Because that's what Fianna Fáil does, that's what Fianna Fáil is. I was making this point on local radio last week when I was accused of being wise after the event, of blaming Fianna Fáil for stuff that had never been mentioned during the boom, when all was Spanish apartments and dog perms. But, of course, it was mentioned. It just wasn't listened to. While Fianna Fáil was winning three elections in a row during the boom period, posing as the guardian of a modern, wealthy, thrusting Ireland, many people – this columnist included – were banging a silent drum, articulating a widely ignored message: Fianna Fáil almost destroyed Ireland in the 1980s and would finish the job if it wasn't removed from power. We warned that Bertie Ahern was dodgy, that Charlie McCreevy was a feckless spendthrift, that Brian Cowen was an empty canvas on which others could write whatever plan they wished, and that Fianna Fáil backbenchers were a bunch of preening wideboys who couldn't be trusted with an éclair never mind an economy.


But we were the spoilsports, we were told, the left-wing pinkos; we should have gone off somewhere and killed ourselves.

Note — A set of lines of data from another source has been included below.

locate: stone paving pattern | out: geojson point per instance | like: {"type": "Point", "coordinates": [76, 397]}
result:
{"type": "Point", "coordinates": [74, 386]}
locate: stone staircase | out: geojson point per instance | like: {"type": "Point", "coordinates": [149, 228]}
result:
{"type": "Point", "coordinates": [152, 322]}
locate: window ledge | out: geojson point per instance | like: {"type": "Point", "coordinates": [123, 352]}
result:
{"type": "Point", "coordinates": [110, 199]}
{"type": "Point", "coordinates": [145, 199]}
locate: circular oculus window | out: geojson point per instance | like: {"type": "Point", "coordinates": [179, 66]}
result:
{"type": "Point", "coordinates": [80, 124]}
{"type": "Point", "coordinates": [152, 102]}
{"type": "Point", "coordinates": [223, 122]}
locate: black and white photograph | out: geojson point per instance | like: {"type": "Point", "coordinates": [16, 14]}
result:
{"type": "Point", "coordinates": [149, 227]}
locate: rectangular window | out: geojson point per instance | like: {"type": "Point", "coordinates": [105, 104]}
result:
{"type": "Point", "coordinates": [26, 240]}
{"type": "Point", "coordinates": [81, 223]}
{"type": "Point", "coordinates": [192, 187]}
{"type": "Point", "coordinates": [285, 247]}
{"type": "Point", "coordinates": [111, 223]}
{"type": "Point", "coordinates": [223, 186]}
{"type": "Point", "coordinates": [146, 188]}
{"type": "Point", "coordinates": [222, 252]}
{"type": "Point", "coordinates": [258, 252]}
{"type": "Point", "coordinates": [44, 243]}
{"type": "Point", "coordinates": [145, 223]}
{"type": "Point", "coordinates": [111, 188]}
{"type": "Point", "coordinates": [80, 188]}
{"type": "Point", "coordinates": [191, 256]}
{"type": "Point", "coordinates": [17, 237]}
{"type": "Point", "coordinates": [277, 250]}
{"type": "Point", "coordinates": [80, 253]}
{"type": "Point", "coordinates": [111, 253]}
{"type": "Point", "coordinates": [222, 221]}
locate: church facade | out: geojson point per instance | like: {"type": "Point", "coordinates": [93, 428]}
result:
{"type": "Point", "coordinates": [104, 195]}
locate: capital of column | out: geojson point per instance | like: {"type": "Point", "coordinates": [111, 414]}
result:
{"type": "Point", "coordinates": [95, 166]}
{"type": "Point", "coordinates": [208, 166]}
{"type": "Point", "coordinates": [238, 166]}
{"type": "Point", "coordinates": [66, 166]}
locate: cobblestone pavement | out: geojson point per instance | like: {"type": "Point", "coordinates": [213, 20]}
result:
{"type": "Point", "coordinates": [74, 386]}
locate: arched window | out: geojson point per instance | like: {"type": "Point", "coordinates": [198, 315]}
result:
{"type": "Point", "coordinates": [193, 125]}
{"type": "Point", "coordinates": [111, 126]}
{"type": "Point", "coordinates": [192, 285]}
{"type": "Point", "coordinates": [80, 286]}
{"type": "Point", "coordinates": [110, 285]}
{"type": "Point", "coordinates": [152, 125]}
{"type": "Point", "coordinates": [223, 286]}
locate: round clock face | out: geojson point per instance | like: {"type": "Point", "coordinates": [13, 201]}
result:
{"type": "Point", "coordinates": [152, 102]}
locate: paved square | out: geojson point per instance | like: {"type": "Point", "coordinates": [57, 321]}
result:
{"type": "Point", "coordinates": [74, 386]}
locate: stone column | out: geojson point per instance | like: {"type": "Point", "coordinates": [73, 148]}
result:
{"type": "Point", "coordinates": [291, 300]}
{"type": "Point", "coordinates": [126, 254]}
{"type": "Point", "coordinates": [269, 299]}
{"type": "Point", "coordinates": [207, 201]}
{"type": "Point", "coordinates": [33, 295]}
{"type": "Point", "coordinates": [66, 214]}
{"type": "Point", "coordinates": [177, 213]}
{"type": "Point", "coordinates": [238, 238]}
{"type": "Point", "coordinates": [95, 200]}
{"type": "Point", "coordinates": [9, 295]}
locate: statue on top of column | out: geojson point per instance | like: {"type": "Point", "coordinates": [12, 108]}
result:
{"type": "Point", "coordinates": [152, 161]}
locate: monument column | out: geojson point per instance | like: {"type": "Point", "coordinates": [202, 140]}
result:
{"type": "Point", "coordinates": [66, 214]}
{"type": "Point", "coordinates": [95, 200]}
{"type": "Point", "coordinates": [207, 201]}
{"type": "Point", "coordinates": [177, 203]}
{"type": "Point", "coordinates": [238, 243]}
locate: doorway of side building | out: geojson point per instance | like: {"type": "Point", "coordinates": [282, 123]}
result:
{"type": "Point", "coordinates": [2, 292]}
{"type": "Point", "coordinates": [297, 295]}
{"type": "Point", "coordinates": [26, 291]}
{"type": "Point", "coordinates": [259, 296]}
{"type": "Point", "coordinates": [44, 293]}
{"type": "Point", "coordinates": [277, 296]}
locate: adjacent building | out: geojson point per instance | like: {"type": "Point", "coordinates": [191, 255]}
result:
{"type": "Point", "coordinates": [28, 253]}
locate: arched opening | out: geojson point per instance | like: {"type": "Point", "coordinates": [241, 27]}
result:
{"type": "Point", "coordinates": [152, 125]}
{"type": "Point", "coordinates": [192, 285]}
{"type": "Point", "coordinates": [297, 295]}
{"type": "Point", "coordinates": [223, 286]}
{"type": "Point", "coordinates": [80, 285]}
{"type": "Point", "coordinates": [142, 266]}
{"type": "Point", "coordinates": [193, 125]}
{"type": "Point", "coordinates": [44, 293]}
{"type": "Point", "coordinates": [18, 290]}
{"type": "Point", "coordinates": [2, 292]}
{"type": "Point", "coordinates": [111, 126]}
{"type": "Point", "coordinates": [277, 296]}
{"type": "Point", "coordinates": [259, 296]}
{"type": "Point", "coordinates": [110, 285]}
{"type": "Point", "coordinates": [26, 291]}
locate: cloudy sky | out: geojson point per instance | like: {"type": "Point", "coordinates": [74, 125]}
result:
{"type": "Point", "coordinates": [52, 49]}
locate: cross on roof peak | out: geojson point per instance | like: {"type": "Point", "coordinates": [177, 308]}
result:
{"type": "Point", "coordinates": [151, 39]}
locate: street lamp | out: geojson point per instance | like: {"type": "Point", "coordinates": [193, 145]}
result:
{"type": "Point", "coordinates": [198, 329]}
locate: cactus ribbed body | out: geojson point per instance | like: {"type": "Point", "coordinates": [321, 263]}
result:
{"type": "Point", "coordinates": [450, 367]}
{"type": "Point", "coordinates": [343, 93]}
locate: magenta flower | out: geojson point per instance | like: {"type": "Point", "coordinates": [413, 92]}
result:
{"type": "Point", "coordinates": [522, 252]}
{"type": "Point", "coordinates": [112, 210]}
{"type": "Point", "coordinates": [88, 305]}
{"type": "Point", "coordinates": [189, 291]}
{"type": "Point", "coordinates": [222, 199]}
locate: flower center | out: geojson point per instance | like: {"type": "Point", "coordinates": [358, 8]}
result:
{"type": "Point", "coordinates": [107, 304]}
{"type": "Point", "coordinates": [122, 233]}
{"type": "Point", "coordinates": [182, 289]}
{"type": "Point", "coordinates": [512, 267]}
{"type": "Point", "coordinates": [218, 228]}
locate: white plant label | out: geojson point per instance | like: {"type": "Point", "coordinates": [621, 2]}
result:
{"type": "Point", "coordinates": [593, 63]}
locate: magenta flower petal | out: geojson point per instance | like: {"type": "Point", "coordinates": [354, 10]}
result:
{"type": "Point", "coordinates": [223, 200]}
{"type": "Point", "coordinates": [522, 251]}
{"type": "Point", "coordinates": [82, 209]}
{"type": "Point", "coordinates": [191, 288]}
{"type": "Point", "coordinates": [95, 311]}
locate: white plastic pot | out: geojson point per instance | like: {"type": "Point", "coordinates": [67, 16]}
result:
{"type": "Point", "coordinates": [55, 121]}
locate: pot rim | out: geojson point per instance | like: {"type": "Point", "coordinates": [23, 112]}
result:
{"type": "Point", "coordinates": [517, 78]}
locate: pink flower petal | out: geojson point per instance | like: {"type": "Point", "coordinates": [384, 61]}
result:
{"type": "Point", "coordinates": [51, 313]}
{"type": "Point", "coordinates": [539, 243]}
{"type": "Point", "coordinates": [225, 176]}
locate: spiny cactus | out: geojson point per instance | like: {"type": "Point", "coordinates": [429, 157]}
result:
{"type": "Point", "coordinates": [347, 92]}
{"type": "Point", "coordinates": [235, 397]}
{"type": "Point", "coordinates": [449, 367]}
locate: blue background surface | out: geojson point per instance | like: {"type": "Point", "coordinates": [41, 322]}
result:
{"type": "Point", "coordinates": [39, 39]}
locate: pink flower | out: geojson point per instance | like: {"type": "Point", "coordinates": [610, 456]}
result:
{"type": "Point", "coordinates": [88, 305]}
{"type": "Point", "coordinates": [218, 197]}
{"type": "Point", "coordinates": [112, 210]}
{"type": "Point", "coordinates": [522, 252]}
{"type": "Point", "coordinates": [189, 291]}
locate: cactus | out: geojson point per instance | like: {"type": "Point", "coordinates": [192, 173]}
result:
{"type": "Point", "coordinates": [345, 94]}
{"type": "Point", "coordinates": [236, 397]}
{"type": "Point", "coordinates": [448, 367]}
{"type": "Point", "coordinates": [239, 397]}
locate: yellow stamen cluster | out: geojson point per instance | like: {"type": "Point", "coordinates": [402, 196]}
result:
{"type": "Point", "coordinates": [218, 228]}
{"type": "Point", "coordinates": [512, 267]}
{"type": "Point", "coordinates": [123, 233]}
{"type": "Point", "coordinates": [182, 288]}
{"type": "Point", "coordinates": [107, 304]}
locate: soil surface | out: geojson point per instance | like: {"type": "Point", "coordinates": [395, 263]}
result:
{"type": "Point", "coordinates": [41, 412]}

Fine Gael and Labour would have done the same things, I was told on the radio. They would have made the same mistakes had John Bruton been able to win the 1997 general election and keep Bertie Ahern from power. We'd be exactly where we are now, broken, hopeless, unsure whether we have reached the bottom or whether there is still a long way to fall.


There's no way of ever proving or disproving that contention, of course, which is a pretty handy situation for the people articulating it. All you can say to them is that the economy was in decent shape when Bruton handed it over and that while people do go on sometimes about Fianna Fáil and Fine Gael being Tweedledum and Tweedledee – the great cliché of Irish politics – the personalities who make up both parties are entirely different. There is a reckless, risktaking, selfish, win-at-all-costs mentality in the Fianna Fáil DNA that simply isn't there in Fine Gael, whose exuberant dullness would have been ideal in managing an economic boom. In Fianna Fáil, the individual TD comes first, then the party, then the country. The result over the last 13 years has been a bunch of individuals high on their own power and sense of self-importance, swaggering around Ireland and the world, hoovering up champagne and compliments in the Galway tent, making sure that their developer pals and financial providers were looked after. The result of that we see all around us.


This is no time for the blame game, we are often told these days. We must look ahead. The point, of course, is that looking ahead without identifying the culprits and making them pay would be an entirely short-sighted exercise. We can only confidently embrace the future if we come to terms with the past. The destruction of Fianna Fáil is part of that reckoning. With the IMF and others in charge of the country for the next few years, that's what the February general election will be all about.


RTÉ was right to cut off vincent browne's rant


RTÉ was criticised in some quarters for abandoning its coverage of last Sunday's press conference in which the Brianstrust explained that we'd applied for a bailout. The broadcaster went off to an advertising break for a few minutes and then returned with the Nine O'Clock News.


I saw no great problem with that decision. When RTÉ left the press conference, Vincent Browne was doing what he often does on these occasions – making it all about himself.


During the last election, he ranted and raved at Bertie Ahern as Fianna Fáil launched its campaign; he used a recent Late Late Show celebration of Johnny Giles to plug his TV3 show and last Sunday, there he was again, completely unaware of the difference between shouting at a Taoiseach and investigative journalism.


RTÉ had nothing to gain by sticking with his ranting. It did right to take its ad break and return with some proper political analysis during the news.